Dentro del proyecto de la modernidad, el conocimiento científico
parecía estar en plena consonancia con la realidad , se correspondería
con ella y la representaría con el debido rigor. En disciplinas como la
psicología, y más concretamente en la psicología social, se tenía la
realidad de unos fenómenos psicosociales que articulaban la cotidianeidad
de los seres humanos, a veces con efectos desafortunados (agresividad,
discriminación, sumisión a la autoridad, falta de solidaridad...).
Además, se poseían también instrumentos aparentemente eficaces para conocer esa realidad y explicar esos fenómenos, por lo que el papel de los especialistas estaba claro. Por una parte, una realidad, y por otra los instrumentos para comprenderla con exactitud. La gran tarea, a partir de la Ilustración, fue contribuir a la gran tarea del saber, sabiendo que ello conllevaría el bienestar, la armonía y, en suma, la emancipación de la humanidad. Se tenía una confianza firme en el poder liberador del conocimiento científico (que tenía que resultar indiscutiblemente válido). Tomás Ibáñez, en su obra Municiones para disidentes, relata cómo el vivió, aunque fuera tardíamente, estos tiempos de optimismo en los que, al margen de los numerosos obstáculos que iban a encontrar (como la oposición de los poderosos), se sabía al menos cuál era el camino. Se abría un horizonte de progreso ante los ojos de la humanidad y parecía empezar a caminarse hacia él de forma firme y segura.

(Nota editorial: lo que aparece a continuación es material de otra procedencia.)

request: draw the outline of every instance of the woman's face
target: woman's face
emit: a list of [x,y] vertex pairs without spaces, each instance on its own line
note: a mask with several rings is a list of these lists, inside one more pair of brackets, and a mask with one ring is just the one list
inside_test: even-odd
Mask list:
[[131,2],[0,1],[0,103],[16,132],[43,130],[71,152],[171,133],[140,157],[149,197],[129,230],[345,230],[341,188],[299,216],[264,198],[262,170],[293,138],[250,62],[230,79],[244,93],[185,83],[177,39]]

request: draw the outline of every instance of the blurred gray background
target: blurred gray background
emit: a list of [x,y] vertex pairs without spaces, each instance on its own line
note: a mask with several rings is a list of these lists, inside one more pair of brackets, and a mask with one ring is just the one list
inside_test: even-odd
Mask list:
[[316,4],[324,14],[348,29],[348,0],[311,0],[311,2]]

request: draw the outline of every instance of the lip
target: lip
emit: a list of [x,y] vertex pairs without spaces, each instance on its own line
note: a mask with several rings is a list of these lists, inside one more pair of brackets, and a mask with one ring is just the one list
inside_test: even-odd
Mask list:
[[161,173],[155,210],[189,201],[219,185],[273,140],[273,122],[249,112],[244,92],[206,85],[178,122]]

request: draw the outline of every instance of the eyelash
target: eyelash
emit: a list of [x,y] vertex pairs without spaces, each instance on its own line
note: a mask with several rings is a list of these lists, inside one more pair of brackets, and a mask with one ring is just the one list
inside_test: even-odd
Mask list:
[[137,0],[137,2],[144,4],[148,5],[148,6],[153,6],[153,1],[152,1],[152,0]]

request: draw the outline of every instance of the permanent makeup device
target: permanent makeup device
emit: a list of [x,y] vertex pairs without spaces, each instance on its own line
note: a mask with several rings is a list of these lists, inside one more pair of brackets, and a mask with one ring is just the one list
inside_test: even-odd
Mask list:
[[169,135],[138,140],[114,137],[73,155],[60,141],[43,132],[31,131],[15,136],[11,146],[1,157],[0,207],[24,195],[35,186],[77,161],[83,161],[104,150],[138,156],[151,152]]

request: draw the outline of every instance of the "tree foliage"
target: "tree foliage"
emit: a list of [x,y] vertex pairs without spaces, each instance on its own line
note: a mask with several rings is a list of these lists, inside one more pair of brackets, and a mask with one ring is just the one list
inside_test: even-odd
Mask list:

Sin embargo, estemos o no de acuerdo con los postulados posmodernos al cien por cien, hay que aceptar que hoy las cosas están mucho más confusas y hay que ser críticos con la idea de razón y de ciencia que ha pretendido imponerse, e incluso con la misma noción de progreso. Si hubo un tiempo en que se creía que el progreso acabaría con el hambre y las enfermedades, hoy parece ser él el causante de las mismas, en un mundo algo más maquillado, pero con los mismos problemas de hace más de un siglo. Tomás Ibáñez utiliza, para estos tiempos de falta de certeza y de falta de ilusión, la analogía de un niño que se ha convertido en un adulto lúcido, pero triste y desesperanzado. Yo añadiría que el anarquismo, a pesar de su confianza clásica en los postulados de la modernidad, siempre quiso otorgar madurez y lucidez a los seres humanos, paralelamente a la construcción de una "realidad" mejor (jamás, sacrificando la subjetividad en ello). Muchas veces, discuto con las personas de mi entorno sobre la realidad que observamos y la forma de incidir en ella; desgraciadamente, tantas veces es limitada nuestra visión ajustándola a una supuesta realidad sociopolítica (debido, en gran medida, a la subordinación a un sistema que nos sobrepasa), que la misma crítica al contenido de esa realidad, desde parámetros marginales, es vista como cinismo o como desesperanza. No puede haber nada más lejos de esta actitud en las ideas libertarias y en sus propuestas éticas e incluso políticas (un anarquismo al que me cuidaría de poner adjetivos, los asideros a la modernidad pueden limitarle, pero lo mismo mantengo con el confuso horizonte posmoderno).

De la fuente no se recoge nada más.